Ten Warning Signs of a Stock Headed South
With so much speculation concerning a recession, people are starting to wonder if we will experience a market crash. Stock investors who worry about such things have legitimate concerns. However, it is important for investors to understand that these types of corrections have occurred time and time again throughout history. In most of those situations, people who were not simply scared out of their stocks benefited greatly in the long-term.
Regardless of whether there is or is not a market crash, stock will perform much better than other investments (such as bonds and CDs) over time. So, instead of running for the hills, investors should try to make a rational decision about their position in the stock market. For one, during times of uncertainty, defensive stocks such as utilities, food, etc, generally perform better than growth stocks and the general market. Defensive stocks perform better because the products/services that they represent are needed and in demand regardless of the condition of the economy. Also, it is important for investors to continue to diligently monitor their stocks for warning signs. That is why I have listed the ten following warning signs of a stock decline:
1) Earnings Slow or Decline; Since the whole purpose of being in business is to make profits, declines in earnings are a red flag. However, during periods of recession, it’s natural for a company to experience some difficulties. So, everything is relative. Some earnings are better than no earnings or huge losses.
2) Sales Slow or Decline; This one is simple. If companies don’t sell they don’t earn! More so than earnings, sells should be strong and rising.

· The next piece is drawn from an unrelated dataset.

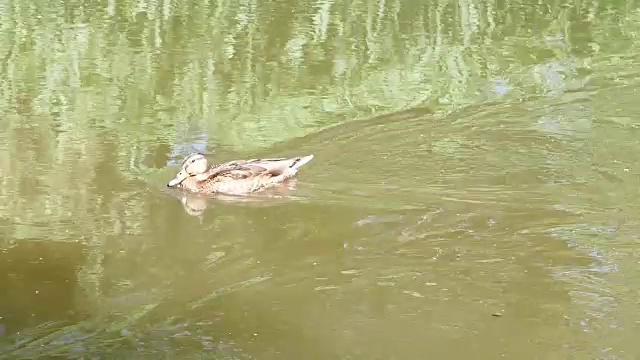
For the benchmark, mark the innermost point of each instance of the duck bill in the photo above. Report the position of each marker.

3) Enthusiastic Analysts Despite Logic; This point is here to remind you to always do your own homework. Remember that analysts don’t always have your best interest in mind and may have alternative motives for hyping a stock.
4) Insider Selling; If key employees of the company (CEO, treasurer, etc...) are selling off a lot of stock in a relatively short period of time, there may be trouble.
5) Dividend Cuts; Dividend cuts indicate that a company may be having trouble with earnings or cash flow. Therefore, dividend cuts are a negative sign.
6) Increased Negative Coverage; Negative attention is always bad for a stock’s price.
7) Industry Problems; If the industry that a company is in is struggling, trouble for the company is likely to follow.
8) Political Problems; This point is here to remind you to be aware of any political developments as they may have adverse effects on your stock.
9) Debt Too High; Too much debt is a company and a personal killer.
10) Weird Accounting; In general, the numbers are what tell you whether or not to invest in a stock. If something about a company’s financial statements doesn’t seem right, be very careful and investigate further. Get help if you need too!